- IATA: PYS; ICAO: none; FAA LID: CA92;

Summary
- Airport type: Private
- Owner: John H. Franklin+
- Serves: Paradise, California
- Elevation AMSL: 1,300 ft / 396 m
- Coordinates: 39°42′38″N 121°36′59″W﻿ / ﻿39.71056°N 121.61639°W
- Website: paradiseairport.com

Map
- CA92 Location of Paradise Skypark in California

Runways
| Direction | Length |  | Surface |
| ft | m |
| 17/35 | 3,017 | 920 | Asphalt |

Statistics (2005)
- Aircraft operations: 14,900
- Based aircraft: 45
- Source: Federal Aviation Administration

= Paradise Skypark =

Paradise Skypark is a private use airport located three nautical miles (6 km) south of the central business district of Paradise, in Butte County, California, United States.

It was previously a public use airport with the FAA identifier L24 (formerly P40).

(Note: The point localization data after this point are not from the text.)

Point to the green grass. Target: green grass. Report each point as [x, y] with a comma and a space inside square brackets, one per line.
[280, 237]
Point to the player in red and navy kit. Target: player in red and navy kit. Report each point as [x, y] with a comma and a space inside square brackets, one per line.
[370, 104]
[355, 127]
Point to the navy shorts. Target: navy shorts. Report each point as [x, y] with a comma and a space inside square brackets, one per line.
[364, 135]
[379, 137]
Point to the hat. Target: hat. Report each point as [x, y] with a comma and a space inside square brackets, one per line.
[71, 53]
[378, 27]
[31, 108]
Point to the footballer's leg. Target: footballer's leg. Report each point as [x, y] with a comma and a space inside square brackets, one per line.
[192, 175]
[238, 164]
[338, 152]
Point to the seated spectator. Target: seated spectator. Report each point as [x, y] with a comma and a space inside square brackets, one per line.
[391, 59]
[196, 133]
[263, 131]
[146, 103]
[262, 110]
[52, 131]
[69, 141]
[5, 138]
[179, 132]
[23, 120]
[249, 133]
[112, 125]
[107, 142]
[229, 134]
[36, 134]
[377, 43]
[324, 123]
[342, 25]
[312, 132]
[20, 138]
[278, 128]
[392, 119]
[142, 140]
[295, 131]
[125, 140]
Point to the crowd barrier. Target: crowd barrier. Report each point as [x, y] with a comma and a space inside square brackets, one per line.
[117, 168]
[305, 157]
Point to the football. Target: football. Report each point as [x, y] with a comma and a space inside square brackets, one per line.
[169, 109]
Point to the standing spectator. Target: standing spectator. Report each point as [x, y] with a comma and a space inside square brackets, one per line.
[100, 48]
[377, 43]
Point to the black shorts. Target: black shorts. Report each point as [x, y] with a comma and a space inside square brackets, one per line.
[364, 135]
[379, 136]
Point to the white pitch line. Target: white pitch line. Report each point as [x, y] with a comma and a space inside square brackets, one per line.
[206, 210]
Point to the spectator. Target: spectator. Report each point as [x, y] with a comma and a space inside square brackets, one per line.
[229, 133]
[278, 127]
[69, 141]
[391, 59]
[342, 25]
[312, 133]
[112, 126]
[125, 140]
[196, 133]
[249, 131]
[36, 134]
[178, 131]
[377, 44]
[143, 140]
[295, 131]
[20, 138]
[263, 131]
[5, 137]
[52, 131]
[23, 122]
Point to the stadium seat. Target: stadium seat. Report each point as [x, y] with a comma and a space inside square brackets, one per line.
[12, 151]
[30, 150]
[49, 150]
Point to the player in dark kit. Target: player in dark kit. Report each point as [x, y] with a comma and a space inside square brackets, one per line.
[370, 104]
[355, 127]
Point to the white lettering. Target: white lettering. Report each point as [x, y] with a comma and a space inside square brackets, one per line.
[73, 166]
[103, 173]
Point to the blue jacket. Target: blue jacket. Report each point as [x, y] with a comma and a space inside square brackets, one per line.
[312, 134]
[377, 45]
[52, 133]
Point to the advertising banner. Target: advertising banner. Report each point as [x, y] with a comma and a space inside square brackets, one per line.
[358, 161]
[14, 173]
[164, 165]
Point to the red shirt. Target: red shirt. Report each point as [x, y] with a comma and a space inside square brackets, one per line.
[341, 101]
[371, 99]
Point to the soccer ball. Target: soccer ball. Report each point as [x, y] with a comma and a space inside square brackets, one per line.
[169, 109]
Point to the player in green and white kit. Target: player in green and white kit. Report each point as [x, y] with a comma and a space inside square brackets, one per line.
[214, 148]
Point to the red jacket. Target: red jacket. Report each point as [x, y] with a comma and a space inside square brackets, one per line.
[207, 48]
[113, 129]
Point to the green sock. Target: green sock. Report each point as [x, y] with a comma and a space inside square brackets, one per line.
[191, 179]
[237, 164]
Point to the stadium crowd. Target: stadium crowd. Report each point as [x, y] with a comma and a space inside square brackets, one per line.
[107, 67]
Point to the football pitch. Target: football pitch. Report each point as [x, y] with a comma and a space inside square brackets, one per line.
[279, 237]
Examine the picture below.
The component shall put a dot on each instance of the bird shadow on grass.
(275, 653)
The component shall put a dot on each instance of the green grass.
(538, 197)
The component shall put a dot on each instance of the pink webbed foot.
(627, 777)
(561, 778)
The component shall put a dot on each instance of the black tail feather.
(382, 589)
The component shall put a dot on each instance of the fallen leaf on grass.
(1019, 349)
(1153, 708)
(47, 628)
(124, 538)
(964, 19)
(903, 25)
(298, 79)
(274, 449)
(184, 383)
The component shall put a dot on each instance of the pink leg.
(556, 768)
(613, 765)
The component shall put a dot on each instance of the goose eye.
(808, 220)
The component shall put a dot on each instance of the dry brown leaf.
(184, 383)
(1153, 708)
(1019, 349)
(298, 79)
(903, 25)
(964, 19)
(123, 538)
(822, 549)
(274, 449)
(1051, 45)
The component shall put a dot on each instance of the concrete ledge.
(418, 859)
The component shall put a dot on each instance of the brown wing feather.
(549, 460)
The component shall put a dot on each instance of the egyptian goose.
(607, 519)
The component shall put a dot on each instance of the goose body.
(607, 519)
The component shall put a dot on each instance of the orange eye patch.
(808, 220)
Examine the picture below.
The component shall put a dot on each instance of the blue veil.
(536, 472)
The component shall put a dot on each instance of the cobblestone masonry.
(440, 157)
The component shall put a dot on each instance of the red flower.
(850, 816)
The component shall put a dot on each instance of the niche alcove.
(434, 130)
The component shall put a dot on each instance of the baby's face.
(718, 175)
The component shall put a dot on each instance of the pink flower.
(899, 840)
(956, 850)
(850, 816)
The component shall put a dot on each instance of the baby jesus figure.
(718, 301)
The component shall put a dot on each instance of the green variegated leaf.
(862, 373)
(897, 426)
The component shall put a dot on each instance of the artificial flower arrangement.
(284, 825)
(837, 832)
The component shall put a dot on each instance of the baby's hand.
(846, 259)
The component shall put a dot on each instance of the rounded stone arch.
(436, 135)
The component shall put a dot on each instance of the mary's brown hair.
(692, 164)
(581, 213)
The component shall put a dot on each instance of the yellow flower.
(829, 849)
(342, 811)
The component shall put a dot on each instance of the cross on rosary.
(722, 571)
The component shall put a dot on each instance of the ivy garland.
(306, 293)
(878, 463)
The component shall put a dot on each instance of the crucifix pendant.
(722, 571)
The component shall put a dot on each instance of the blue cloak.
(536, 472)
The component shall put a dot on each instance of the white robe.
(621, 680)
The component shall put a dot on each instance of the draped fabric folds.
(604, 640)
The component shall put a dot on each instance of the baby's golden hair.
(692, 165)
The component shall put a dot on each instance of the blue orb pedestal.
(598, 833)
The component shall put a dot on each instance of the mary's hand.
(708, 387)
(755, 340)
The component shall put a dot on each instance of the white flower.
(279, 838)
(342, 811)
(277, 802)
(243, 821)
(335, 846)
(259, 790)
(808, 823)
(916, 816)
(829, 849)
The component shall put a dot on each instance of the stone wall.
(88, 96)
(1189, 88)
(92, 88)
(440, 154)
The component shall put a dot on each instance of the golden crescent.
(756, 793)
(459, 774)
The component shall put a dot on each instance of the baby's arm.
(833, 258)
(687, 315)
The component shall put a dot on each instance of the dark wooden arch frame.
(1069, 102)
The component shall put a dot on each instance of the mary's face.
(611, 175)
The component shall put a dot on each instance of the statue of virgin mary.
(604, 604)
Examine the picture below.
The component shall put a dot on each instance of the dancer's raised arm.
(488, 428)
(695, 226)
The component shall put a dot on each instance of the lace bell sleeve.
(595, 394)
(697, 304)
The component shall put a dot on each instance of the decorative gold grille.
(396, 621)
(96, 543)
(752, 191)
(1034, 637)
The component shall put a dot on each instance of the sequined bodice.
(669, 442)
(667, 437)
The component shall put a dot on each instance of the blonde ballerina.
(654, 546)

== Facilities and aircraft ==
The airport covers an area of 35 acres (14 ha) at an elevation of 1,300 feet (396 m) above mean sea level. It has one runway designated 17/35 with an asphalt surface measuring 3,017 by 60 feet (920 x 18 m).

For the 12-month period ending December 31, 2005, the airport had 14,900 aircraft operations, an average of 40 per day: 97% general aviation and 3% air taxi. At that time there were 45 aircraft based at this airport: 98% single-engine, and 2% multi-engine.